Ира невероятно красивая. Особенно сейчас — в пижаме и тапочках, замотанная в плед и с чашкой какао в руках. Волосы хоть и остригла выше плеч, а мне нравится. Особенная сексуальность есть в её новой причёске. Меня ещё тогда в ресторане торкнуло.
И вообще вся она такая… такая родная. Такая моя.
Моя беременная жена.
Формально ещё не жена, но формальности устранимы. Она не переставала быть ею.
Вчера я сделал ей предложение. Снова. И как впервый раз внутри бабочки летали от её “да”. Мы даже отметили помолвку шампанским. Ну, я отметил, а Ириша выпила сок.
— Хочешь свадьбу? — обнимаю её за плечи.
— Ещё одну? — кладёт мне голову на грудь и смеётся.
— А почему бы и нет? — улыбаюсь в ответ. — Зря, что ли, разводились.
— Хочу, — трётся носом о мою щёку. — И платье белое надо?
— Конечно, надо.
— И гостей?
— И гостей. Побольше можно. А то мы в первую свадьбу как-то скромно…
— М-м-м… — прикусывает нижнюю губу. — Я как разойдусь…
— Вот и разойдись.
— Договорились! — вижу, как у неё глаза загораются.
— Давай подумаем над датой.
Однако вместо того, чтобы открыть календарь, мы целуемся. Стоим у окна и не можем оторваться друг от друга, словно помешанные. Будто нам и правда по восемнадцать.
Но звонок в дверь прерывает наши поцелуи и мысли о свадьбе.
— Это Лиза, — нехотя отрываюсь от Ирины. Вторжение сейчас в нашу идиллию кажется таким несвоевренным. — Привезла документы. Я сегодня и завтра решил не ехать в офис, но сама знаешь, дела не всегда готовы ждать.
— Конечно, — целует коротко в губы. — Иди.
— Добрый день, Гордей Андреевич, — Лиза входит, улыбаясь, когда открываю дверь. — Я всё принесла, как вы и сказали. Мне сейчас отвезти нужно будет подписанное?
— Да, проходи. Я подпишу и по адресам равезёшь.
— Ирина Геннадьевна, здравствуйте, — машет с улыбкой Ире. — Рада вас видеть.
— Привет, Лиза, — Ирина с улыбкой ей кивает.
Забираю документы и кладу их на столик в гостиной, пока они перекидываются парой слов. Не сразу понимаю, за что именно цепляется мой взгляд.
Пальто.
Светло-серое с откидным воротником и белыми пуговицами. Такое же, как у Иры.

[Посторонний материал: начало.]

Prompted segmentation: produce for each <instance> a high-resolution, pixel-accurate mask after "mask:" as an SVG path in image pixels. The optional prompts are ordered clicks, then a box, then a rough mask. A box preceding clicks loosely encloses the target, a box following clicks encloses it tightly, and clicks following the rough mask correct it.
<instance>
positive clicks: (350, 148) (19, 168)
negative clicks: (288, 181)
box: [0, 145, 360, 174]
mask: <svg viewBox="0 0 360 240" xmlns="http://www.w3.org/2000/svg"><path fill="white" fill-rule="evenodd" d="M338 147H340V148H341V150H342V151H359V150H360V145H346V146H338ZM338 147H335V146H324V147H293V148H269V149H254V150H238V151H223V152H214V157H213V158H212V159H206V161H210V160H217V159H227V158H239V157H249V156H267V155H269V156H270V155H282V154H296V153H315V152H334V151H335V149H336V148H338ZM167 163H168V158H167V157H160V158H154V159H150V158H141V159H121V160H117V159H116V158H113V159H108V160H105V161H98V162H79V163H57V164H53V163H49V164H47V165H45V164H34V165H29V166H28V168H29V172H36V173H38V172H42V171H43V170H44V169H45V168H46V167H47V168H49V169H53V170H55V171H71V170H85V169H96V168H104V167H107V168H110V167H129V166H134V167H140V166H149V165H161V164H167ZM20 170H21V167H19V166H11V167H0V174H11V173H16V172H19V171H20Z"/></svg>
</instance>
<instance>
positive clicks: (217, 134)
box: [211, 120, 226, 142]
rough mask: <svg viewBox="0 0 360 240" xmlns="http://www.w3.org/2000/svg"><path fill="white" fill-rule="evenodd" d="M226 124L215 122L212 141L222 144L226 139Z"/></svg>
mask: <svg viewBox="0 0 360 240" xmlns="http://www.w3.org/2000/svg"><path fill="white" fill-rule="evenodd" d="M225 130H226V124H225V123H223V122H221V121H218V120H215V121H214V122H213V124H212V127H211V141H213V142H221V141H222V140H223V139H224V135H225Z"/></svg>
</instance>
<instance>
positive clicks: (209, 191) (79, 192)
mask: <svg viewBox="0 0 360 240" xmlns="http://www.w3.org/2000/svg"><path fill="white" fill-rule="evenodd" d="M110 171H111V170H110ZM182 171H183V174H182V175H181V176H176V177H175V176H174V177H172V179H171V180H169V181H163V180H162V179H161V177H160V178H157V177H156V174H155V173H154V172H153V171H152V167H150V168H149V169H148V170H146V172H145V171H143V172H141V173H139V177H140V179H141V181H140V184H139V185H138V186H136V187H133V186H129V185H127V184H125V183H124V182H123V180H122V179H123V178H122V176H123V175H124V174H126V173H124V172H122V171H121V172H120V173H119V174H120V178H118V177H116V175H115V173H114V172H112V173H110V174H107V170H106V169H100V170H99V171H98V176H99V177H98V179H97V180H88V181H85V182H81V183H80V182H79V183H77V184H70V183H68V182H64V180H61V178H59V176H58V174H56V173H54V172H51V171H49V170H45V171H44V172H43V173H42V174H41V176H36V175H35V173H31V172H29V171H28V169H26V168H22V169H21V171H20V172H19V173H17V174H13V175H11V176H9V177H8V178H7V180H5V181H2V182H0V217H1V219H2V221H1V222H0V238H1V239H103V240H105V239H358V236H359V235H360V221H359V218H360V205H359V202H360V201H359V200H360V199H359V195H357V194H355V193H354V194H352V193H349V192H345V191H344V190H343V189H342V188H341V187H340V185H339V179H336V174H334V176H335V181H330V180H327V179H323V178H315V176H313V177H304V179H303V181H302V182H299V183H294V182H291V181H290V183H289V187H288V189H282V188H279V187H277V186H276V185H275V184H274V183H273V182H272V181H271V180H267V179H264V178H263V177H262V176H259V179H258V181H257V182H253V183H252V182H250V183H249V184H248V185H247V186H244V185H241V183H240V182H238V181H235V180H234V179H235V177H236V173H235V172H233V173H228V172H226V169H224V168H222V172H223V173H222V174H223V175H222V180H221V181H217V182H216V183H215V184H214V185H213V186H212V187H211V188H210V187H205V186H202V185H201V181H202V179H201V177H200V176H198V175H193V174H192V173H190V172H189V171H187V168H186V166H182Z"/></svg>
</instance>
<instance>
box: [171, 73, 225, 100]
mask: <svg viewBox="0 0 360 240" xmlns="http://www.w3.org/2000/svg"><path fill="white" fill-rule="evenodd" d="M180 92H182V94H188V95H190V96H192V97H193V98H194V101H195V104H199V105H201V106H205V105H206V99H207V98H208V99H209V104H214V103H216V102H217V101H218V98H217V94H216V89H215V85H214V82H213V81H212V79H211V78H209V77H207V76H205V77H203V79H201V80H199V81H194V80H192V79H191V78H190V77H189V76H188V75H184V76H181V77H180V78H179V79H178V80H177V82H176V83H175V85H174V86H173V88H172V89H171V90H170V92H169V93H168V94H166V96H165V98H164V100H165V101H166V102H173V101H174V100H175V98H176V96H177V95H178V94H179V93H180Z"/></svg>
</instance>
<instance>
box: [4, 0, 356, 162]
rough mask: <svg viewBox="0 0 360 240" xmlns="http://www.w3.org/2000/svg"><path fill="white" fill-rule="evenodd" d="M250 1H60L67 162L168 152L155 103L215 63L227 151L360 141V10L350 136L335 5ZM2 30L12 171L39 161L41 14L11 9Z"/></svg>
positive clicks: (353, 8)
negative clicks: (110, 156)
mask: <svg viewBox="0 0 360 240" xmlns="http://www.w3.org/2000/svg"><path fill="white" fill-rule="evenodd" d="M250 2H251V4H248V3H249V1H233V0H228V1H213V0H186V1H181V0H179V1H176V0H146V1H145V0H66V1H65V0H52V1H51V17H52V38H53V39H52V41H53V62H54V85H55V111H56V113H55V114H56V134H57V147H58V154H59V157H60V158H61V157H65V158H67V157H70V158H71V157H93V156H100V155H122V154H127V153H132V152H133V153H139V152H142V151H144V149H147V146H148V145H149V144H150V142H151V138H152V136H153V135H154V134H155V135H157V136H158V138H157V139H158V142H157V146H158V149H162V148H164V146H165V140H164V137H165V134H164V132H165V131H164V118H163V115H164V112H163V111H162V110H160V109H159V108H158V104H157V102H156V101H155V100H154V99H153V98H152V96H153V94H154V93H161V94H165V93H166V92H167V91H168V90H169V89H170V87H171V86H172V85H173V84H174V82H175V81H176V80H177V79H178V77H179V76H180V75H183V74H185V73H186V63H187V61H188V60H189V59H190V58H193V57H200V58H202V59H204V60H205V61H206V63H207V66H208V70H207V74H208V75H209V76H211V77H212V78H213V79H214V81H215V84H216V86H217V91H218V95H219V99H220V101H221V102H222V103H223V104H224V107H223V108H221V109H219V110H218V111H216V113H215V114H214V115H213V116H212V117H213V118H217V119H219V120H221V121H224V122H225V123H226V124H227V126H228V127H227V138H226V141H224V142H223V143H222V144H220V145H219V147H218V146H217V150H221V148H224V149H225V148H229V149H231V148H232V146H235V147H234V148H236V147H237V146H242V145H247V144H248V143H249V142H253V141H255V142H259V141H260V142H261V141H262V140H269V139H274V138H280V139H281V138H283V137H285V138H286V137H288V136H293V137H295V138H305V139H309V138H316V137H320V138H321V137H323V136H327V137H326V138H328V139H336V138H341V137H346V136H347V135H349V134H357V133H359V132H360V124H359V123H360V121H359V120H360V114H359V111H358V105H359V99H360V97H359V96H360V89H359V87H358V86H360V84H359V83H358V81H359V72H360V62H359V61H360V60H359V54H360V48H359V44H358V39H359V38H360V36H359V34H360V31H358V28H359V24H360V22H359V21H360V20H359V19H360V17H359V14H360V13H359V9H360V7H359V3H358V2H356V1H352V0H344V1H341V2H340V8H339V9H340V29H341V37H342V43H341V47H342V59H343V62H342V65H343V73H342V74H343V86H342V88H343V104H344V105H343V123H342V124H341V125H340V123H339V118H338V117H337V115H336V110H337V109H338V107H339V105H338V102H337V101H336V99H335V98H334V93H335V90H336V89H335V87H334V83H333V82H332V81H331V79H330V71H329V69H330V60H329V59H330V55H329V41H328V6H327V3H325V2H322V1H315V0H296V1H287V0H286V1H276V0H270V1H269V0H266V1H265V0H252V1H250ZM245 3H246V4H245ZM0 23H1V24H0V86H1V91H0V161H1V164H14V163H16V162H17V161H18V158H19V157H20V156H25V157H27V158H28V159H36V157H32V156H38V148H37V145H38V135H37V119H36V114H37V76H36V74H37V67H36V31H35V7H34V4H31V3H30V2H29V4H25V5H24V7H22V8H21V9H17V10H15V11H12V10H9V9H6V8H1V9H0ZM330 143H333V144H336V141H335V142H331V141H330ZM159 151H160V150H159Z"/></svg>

— Лиз, — смотрю на секретаршу. Мысль, что информацию могла сливать именно она, показалась мне нереальной ещё когда задумался над этим. Уж слишком она… ну даже не знаю, как объяснить, бесхитростная, что ли. — Красивое пальто. Не видел у тебя его. Давно купила?
Она моментально краснеет. Понятно, ведь раньше такого внимания от начальника не было. Я никогда не считал это допустимым. Только Анне Витальевне из бухгалтерии пару раз сделал комплимент её новой причёске. Но Анне Витальевне уже сильно за шестьдесят.
Ирина тоже замирает напротив. Она, конечно же, не ревнует, понимает, что я не просто так спрашиваю. Слушает внимательно.
— Ой, спасибо, — теребит в пальцах пояс Лиза. — Нет, новое. Вот с премии взяла месяц назад.
— Лиз, а в кофейню “Мята” ты часто заезжаешь? — она реагирует спокойно, у меня подозрений такая реакция не вызывает. Но я добавляю, чтобы не смущать её непонятными вопросами: — Я тебя так, кажется, видел.